異常な事件の異例な結末

狙撃事件のお粗末な終焉

  一生懸命に捜査したが、15年の時効を迎えて犯人を逮捕できなかった。しかし、地下鉄サリン事件を起こした宗教団体が組織的に計画的に敢行したテロであったと警視庁は断定した。起訴できなかったことは、法律的には無罪と認定されたのである。刑事事件で適用される推定無罪の原則は遵守すべきである。国民の生命を守るためにそのように判断したと言うが、警視庁は二つの間違ったメッセージを国民に送ってしまった。

  

  この団体が行った犯行であったならば、15年もの間に50万人もの捜査員を送って、20億円もの国費を使って起訴できなかったことは、まさに警視庁の無能ぶりを天下に公表したことになる。

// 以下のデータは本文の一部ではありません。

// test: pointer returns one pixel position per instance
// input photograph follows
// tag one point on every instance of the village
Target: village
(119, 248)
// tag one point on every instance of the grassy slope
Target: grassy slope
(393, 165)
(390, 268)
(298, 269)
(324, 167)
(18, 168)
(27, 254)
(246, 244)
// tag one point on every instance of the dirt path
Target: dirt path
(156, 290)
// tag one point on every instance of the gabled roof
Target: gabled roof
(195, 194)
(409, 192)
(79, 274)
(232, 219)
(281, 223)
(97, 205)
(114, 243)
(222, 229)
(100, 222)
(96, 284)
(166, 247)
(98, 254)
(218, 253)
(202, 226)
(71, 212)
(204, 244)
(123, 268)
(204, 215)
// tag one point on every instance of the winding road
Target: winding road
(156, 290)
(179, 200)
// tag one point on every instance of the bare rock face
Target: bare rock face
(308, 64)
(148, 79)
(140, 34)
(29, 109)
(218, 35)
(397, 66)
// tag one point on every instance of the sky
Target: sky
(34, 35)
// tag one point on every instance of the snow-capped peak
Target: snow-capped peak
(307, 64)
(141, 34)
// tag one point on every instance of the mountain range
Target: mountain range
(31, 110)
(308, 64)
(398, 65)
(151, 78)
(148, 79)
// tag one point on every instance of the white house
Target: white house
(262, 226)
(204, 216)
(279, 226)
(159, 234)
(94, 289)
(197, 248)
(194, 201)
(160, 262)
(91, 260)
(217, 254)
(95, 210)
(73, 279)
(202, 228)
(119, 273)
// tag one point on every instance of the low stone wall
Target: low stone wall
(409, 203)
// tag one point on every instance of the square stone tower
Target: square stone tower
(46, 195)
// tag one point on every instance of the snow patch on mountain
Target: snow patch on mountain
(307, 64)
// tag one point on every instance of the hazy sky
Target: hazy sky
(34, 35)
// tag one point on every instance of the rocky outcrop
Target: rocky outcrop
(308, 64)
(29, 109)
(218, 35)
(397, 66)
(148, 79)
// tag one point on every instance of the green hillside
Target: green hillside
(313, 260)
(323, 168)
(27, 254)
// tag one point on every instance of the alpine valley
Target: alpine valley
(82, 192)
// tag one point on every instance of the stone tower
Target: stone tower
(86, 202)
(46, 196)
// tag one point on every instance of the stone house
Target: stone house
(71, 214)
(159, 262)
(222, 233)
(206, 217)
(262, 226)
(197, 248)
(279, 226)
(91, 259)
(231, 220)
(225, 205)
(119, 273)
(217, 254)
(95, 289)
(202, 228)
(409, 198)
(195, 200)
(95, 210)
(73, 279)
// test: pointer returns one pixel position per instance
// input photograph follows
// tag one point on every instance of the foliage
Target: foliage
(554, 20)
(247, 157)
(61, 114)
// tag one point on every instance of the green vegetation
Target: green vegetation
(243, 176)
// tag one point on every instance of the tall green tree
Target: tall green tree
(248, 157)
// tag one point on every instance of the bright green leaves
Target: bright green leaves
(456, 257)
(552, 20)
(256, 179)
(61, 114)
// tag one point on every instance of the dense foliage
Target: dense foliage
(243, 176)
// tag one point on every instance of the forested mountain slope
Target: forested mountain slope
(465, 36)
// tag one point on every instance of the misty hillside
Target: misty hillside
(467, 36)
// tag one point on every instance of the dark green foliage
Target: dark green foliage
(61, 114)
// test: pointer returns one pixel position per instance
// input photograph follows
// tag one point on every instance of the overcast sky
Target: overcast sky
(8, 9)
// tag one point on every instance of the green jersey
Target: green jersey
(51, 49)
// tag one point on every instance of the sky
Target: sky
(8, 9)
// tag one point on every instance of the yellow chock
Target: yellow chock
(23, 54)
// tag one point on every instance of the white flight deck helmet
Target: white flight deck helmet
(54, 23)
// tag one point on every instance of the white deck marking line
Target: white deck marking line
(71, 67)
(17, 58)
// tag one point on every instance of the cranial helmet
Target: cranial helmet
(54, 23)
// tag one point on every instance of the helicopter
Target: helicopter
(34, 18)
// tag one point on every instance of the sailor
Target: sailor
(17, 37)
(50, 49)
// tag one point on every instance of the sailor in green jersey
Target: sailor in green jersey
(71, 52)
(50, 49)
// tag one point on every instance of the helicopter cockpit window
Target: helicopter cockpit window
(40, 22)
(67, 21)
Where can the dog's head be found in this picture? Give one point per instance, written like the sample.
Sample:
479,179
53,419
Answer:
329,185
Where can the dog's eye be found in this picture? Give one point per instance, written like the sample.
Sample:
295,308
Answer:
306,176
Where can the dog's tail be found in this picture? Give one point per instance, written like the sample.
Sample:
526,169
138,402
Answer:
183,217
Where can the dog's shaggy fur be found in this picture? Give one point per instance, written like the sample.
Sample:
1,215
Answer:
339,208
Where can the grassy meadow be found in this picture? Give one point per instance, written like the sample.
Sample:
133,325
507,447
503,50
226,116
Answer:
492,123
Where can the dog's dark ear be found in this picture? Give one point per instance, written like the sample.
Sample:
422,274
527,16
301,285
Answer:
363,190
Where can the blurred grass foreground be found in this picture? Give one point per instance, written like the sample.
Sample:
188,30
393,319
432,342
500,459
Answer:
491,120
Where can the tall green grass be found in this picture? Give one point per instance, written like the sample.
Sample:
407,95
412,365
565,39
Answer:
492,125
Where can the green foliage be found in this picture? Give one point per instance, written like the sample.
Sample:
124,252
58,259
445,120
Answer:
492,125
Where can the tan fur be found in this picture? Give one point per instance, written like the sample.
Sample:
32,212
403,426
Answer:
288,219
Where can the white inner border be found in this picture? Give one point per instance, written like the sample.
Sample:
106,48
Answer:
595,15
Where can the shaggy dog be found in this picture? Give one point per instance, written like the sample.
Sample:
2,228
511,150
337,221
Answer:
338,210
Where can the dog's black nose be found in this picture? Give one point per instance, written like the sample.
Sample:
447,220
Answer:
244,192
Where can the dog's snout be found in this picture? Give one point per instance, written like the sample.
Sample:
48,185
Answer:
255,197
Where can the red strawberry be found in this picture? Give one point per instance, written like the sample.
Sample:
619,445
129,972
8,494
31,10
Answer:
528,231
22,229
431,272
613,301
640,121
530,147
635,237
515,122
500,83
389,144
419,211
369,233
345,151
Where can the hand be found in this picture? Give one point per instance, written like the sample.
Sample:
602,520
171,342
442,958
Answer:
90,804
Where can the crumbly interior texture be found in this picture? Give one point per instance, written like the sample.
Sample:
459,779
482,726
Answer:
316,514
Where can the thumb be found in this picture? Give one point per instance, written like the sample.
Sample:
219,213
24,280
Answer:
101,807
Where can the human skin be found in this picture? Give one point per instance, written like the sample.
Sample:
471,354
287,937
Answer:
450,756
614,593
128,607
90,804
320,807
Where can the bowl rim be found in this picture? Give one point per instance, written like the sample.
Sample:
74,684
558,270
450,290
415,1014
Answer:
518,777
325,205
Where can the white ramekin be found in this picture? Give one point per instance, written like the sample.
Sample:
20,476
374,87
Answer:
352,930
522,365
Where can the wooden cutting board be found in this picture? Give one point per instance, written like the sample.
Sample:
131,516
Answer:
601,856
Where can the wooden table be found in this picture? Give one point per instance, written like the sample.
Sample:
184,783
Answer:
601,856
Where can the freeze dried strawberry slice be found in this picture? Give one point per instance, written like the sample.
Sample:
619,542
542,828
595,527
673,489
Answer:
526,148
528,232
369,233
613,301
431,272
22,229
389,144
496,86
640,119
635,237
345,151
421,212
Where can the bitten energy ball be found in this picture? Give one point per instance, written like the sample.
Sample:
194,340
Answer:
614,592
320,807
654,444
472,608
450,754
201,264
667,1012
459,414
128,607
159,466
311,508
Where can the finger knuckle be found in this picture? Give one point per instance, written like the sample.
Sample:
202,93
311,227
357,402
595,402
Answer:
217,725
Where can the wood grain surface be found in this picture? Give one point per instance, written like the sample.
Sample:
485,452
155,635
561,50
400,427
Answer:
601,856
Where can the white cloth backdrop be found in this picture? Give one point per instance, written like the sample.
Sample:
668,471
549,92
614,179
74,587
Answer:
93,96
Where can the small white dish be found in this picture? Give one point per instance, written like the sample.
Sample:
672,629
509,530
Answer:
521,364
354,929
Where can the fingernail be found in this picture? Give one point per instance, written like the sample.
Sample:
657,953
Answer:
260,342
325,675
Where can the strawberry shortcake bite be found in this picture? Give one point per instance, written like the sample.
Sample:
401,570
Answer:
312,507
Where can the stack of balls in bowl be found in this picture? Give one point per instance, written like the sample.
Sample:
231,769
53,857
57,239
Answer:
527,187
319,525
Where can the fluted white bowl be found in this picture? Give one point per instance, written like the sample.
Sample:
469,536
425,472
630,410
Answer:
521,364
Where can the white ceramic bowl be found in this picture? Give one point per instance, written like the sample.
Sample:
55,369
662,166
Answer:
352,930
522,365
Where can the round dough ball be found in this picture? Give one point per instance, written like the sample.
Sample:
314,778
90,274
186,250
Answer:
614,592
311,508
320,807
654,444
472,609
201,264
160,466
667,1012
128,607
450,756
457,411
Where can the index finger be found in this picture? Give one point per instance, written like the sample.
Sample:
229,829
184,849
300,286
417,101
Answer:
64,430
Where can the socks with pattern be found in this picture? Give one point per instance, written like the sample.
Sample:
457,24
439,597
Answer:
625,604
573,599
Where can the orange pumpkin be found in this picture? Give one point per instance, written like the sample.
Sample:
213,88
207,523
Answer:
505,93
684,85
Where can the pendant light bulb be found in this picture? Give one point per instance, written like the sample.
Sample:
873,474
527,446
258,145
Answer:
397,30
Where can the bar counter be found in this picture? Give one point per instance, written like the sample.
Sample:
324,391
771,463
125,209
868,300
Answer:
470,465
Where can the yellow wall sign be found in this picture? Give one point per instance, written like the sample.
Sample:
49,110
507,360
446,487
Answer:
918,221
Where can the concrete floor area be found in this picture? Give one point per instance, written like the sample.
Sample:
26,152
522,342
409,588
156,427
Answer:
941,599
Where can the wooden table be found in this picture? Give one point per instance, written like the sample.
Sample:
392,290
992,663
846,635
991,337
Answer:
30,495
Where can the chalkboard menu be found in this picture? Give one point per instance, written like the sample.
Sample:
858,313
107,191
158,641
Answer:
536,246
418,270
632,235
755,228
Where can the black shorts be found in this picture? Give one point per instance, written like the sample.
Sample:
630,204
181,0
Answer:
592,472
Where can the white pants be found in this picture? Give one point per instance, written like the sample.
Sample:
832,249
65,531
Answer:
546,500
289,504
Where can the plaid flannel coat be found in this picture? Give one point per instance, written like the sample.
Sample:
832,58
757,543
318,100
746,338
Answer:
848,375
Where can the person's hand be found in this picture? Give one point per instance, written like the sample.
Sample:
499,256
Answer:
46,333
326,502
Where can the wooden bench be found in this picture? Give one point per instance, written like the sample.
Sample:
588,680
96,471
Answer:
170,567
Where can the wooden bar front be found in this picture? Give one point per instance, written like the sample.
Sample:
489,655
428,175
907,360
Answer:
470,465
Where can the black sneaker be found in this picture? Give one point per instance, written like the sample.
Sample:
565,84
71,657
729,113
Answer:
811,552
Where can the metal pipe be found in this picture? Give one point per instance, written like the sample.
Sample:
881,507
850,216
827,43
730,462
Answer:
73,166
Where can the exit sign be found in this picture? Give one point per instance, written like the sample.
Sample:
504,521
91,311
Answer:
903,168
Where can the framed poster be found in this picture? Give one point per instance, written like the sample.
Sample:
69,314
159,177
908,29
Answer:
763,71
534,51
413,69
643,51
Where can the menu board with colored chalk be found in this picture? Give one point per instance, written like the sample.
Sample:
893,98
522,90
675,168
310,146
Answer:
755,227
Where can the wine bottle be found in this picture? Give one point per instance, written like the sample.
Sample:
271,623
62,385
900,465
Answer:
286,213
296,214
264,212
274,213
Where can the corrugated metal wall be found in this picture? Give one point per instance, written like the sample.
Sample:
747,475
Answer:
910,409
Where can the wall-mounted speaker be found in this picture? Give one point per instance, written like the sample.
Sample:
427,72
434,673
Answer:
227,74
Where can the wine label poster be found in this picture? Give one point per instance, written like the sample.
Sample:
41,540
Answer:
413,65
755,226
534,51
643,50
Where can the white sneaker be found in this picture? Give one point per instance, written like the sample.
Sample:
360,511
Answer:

もう一つは、もしも全くこの団体とは別の犯行グループがあったとすれば、警視庁は予見に基づいた捜査をして、無実の人を犯人にでっち上げる冤罪事件を引き起こす可能性をいつでも持っていることを国民に知らしめたことになる。


  「事件に係わっていた疑いが極めて濃厚」とか「何らかの違法行為の敢行を企図していたことを強く伺わせる」などと文学的な表現に終始した公安部長の説明は、責任逃れで、負け惜しみで、犬の遠吠えみたいだった。せめて、事件を解決できなかった最大の原因はどこにあったのか、これだけの人と国費を使ったのだから、国民の前に明確にする義務があろう。